Optimising Load Times with Experience Delivery in LWR
This one was a hidden gem of a talk from Fabien Taillon on a new feature in my love-hate favourite part of Salesforce: Experience Cloud. For a long time, we’ve had both Aura sites and Lightning Web Runtime (LWR) sites available in Experience Cloud, and I’ve been excitedly watching as the much faster LWR sites gradually gain feature parity with Aura in each release. Now in pilot we have Experience Delivery, which is a game-changer in terms of load times within LWR sites.

This provides us with ways to use Island Architecture – where the static parts of a page are cached and loaded first before discrete chunks or ‘islands’ of dynamic content are loaded – within experience pages to massively speed up the time to the first load of the page. We can now specify which Lightning Web Components (LWC) are fully static and can be safely cached on the server, which contain dynamic islands that must be loaded client-side and which are full client-side components. Not everything is available to Server-side Rendered (SSR) components; for example, they can’t do wire calls to get data or display dynamic content based on user context, but it does have the potential to speed up load times for static content such as public homepages. As a beta feature, we also have the ability to designate an Apex data provider, which can provide live data to SSR components, so I’m excited to see that go GA in the near future – fingers crossed!
Applying the Salesforce Well-Architected Framework
My day was neatly bookended by the well-architected framework and the principles of ‘Trusted, Easy and Adaptable’. First thing in the morning, I attended a workshop from Lilith Van Biesen and Miriam McCabe where we explored the ‘Trusted’ pillar by identifying anti-patterns and possible solutions to problems within Salesforce security. It was a great opportunity to wake my brain up for the day, and just in general to remember that thinking deeply about these problems and all the possible solutions is central to architecting. That being an architect is truly not out of reach for most devs because we spend so much of our time doing this kind of thinking about how systems fit together and which quirks and pitfalls of the platform they’ll bump into. This session was also a great opportunity to get to grips with Salesforce Archive, which came in from the Own backup acquisition and, as it turns out, has some very interesting implications for record access and security.

While the morning workshop gave me a deep dive into the technical application of the Trusted pillar, the afternoon took that same framework and applied it to a different subject: us. It was a fascinating pivot from optimising our system architecture to considering how we can optimise ourselves using those same pillars of trusted, easy and adaptable.
At the end of the day, I attended a presentation from Pei Mun Lim on how we can apply the well-architected principles to ourselves and make ourselves better in the process. We were tasked with thinking about what makes a person trusted, easy and adaptable, what we can do that AI can’t, and how we can look inwards to improve our projection outwards. She emphasised that ‘well-architected’ people are really just people who empathise, who can think critically and who can balance those soft skills of human connection with the hard skills of getting the work done.

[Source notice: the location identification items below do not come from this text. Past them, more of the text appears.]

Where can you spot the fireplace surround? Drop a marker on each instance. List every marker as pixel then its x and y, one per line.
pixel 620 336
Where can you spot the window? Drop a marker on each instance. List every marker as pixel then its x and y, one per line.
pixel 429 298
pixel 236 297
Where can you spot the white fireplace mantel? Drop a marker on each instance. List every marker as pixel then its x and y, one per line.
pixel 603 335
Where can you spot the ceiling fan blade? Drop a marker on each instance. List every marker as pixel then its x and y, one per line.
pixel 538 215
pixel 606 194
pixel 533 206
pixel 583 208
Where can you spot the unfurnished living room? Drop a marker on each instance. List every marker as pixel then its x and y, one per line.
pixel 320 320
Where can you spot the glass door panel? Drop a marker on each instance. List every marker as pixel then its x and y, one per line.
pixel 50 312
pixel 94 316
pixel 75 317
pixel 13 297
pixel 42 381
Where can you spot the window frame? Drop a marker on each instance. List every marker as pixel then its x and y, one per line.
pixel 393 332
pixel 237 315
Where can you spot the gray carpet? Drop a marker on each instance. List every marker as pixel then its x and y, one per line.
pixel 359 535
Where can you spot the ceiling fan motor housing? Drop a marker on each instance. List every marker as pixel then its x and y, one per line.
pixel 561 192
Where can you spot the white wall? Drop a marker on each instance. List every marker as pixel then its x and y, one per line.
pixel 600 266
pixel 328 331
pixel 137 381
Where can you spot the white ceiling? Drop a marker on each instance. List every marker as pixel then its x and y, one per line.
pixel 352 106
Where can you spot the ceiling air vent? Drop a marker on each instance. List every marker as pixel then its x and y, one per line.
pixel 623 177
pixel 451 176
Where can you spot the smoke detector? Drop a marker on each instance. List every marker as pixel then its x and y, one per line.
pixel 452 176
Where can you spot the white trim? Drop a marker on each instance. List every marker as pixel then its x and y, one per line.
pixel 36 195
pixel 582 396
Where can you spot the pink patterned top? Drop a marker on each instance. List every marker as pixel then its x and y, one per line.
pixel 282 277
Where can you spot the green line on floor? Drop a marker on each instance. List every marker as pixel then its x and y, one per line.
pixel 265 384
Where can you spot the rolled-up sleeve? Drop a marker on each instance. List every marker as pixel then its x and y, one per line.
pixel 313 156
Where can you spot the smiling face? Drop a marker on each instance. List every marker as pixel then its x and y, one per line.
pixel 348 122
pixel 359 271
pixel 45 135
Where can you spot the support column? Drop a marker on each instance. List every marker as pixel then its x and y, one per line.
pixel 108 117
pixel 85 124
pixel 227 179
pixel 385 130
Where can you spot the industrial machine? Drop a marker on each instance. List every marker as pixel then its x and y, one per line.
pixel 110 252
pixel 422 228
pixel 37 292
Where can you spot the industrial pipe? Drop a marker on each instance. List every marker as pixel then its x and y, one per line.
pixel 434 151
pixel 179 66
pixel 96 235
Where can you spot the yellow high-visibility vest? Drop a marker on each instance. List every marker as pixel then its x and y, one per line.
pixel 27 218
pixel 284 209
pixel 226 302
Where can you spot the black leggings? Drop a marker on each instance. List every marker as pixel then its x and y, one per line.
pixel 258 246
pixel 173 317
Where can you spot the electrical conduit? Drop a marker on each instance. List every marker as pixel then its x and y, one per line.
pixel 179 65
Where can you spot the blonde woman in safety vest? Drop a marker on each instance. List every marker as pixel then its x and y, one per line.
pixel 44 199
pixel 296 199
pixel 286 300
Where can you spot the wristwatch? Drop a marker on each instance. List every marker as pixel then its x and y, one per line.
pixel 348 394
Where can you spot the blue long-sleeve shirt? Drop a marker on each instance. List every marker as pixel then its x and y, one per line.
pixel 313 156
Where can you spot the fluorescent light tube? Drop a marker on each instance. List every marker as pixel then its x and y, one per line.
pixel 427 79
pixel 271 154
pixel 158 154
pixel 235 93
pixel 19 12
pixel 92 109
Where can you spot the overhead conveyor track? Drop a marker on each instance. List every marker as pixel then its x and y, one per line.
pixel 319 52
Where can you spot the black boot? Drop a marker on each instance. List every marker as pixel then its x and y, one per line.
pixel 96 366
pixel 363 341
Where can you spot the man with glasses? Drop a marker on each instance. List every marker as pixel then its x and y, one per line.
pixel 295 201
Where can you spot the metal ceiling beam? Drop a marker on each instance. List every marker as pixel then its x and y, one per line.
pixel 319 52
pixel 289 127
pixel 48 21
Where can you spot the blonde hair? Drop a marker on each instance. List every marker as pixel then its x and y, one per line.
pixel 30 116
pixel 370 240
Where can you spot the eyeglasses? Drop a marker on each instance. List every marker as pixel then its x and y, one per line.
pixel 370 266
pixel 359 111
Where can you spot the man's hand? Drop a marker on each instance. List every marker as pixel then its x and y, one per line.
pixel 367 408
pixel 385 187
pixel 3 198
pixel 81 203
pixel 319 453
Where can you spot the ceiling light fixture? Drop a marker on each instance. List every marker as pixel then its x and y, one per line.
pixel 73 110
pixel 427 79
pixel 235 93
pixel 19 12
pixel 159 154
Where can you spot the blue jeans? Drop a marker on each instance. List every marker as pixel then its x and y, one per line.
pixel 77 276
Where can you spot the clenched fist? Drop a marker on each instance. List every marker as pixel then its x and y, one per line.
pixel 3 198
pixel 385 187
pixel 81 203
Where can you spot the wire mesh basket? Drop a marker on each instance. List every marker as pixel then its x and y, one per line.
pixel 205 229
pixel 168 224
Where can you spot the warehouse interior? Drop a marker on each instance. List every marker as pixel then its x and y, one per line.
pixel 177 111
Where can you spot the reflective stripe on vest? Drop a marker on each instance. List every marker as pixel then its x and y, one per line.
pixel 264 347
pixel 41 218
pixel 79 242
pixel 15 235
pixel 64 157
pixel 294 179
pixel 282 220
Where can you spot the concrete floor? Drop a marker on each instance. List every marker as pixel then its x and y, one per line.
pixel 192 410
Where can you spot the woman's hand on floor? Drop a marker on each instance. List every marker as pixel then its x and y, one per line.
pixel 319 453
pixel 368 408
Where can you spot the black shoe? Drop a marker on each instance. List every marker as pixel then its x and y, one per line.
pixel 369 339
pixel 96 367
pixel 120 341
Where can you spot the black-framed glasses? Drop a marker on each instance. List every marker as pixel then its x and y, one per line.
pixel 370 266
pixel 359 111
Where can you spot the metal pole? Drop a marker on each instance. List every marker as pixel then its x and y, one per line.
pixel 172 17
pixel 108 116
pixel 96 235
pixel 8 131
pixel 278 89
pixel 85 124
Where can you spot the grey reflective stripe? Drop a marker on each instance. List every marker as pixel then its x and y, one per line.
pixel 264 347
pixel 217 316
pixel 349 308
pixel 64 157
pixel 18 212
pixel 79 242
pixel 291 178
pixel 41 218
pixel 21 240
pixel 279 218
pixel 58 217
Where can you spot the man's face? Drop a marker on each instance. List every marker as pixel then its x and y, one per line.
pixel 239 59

Sometimes, as developers, we neglect those human skills in favour of technical excellence, but ultimately, if you’re difficult to work with on a human level, then excellence gets you nowhere.
In a sector saturated with AI, where Agentforce and Claude are mentioned in every second sentence, it was nice to leave the event thinking about the critical thinking and emotional intelligence we possess as humans that can never be superseded by AI. So I absolutely agree with Pei: while it’s important that our systems are trusted, easy and adaptable, it’s even more important that we have those qualities as people.